Black and white women worked alongside one another in such groups as the Philadelphia Female Anti-Slavery Society, although not always on equal ground. White abolitionists, for example, did not always extend their concern to the status of free blacks, and they were certainly not always committed to full racial equality. Local abolitionist, scientist, and teacher Graceanna Lewis, for example, relied on phrenology as evidence for the perceived intellectual inferiority of African Americans. Moreover, although an organized woman suffrage movement depended for its existence on abolitionism, white suffragists showed themselves willing to abandon their black counterparts when it became politically expedient to do so. From arguing that white women could serve as a counterweight to the votes of “uncivilized” black men to insisting to southern politicians that enfranchising women would do nothing to upset the race question, the woman suffrage movement was wrought with racial conflict throughout its existence. Luckily, evidence exists to document multiple examples of African American women speaking out against this treatment.
During the Progressive era, conflict emerged between groups of women over such issues as childrearing, foodways, housekeeping, entertainment, and more.
Middle-class reformers were particularly critical of immigrant mothers for their reliance on midwifery, the ways they kept house, and even the food they fed their children. Garlicky and spicy foods—precisely the kinds that recent immigrants from southern and eastern Europe cooked—were singled out as dangerous and unhealthy for children. While rehearsing a play at Hull-House in Chicago, native-born residents, who had studied Greek drama in college, argued with their Greek immigrant neighbors about whose interpretation of Greek drama was more authentic. At the same time, an older group of women was intent on “saving” a younger generation of wage-earning women.
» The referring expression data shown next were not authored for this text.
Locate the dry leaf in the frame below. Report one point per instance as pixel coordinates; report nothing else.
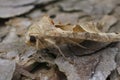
(44, 33)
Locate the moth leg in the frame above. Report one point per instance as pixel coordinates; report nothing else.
(73, 42)
(37, 44)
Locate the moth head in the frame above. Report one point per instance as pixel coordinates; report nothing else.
(31, 35)
(38, 30)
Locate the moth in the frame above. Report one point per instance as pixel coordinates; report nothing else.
(46, 33)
Reformers with various Young Women’s Christian Association branches, for example, were convinced that the young “women adrift” whom they hoped to serve would fall to vice (prostitution) were it not for the healthy moral influence of the YWCA and other such institutions. Working women, however, refused to accept this view of themselves, proudly asserting an alternate identity as independent, modern women. Eventually, at least some reformers came to share this view of working women.
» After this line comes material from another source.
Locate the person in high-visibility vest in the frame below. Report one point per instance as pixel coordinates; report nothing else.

In the same era, professionalization raised the entry bar to many fields, making it more difficult for women to stake a claim to such fields as law and medicine.
Faced with fierce opposition, medical women often relied on conservative gender discourse to justify their places as doctors, nurses, and medical students. Beyond emphasizing women’s nurturing capabilities, these discourses were often fraught with assumptions about race and nation—educated women were to serve as a symbol of white, Christian America to the rest of the world, particularly in missionary work; other nations were often singled out as “backwards” because of their gender practices. Domestically, white medical women associated African Americans with poverty and disease. Black women, however, also claimed the mantle of professionalism and respectability, consciously presenting themselves in ways that challenged such racist assumptions.
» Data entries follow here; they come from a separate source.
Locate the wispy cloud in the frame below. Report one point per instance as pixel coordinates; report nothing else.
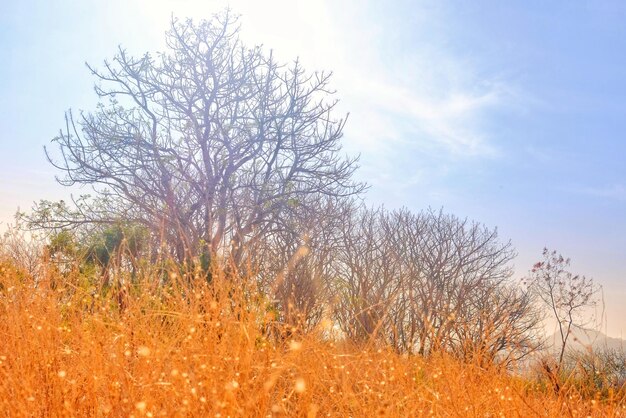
(614, 192)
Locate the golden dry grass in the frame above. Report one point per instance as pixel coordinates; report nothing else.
(65, 350)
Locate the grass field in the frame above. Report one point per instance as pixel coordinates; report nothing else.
(68, 349)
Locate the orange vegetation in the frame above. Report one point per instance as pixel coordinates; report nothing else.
(68, 349)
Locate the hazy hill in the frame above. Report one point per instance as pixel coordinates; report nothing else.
(585, 339)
When a woman in the nineteenth or early-twentieth century worked “in her own right,” “her” did not always refer to all women. While one could argue that using the singular “woman” in so many organizations was a mere linguistic quirk—the National American Woman Suffrage Association, for example—it also represented a very real avoidance of diversity. Nonetheless, as different groups of women pursued their activism, they inevitably bumped up against other groups with different needs and desires. The conversations that arose from these interactions were fundamental in determining the shape and structure of the women’s rights movement.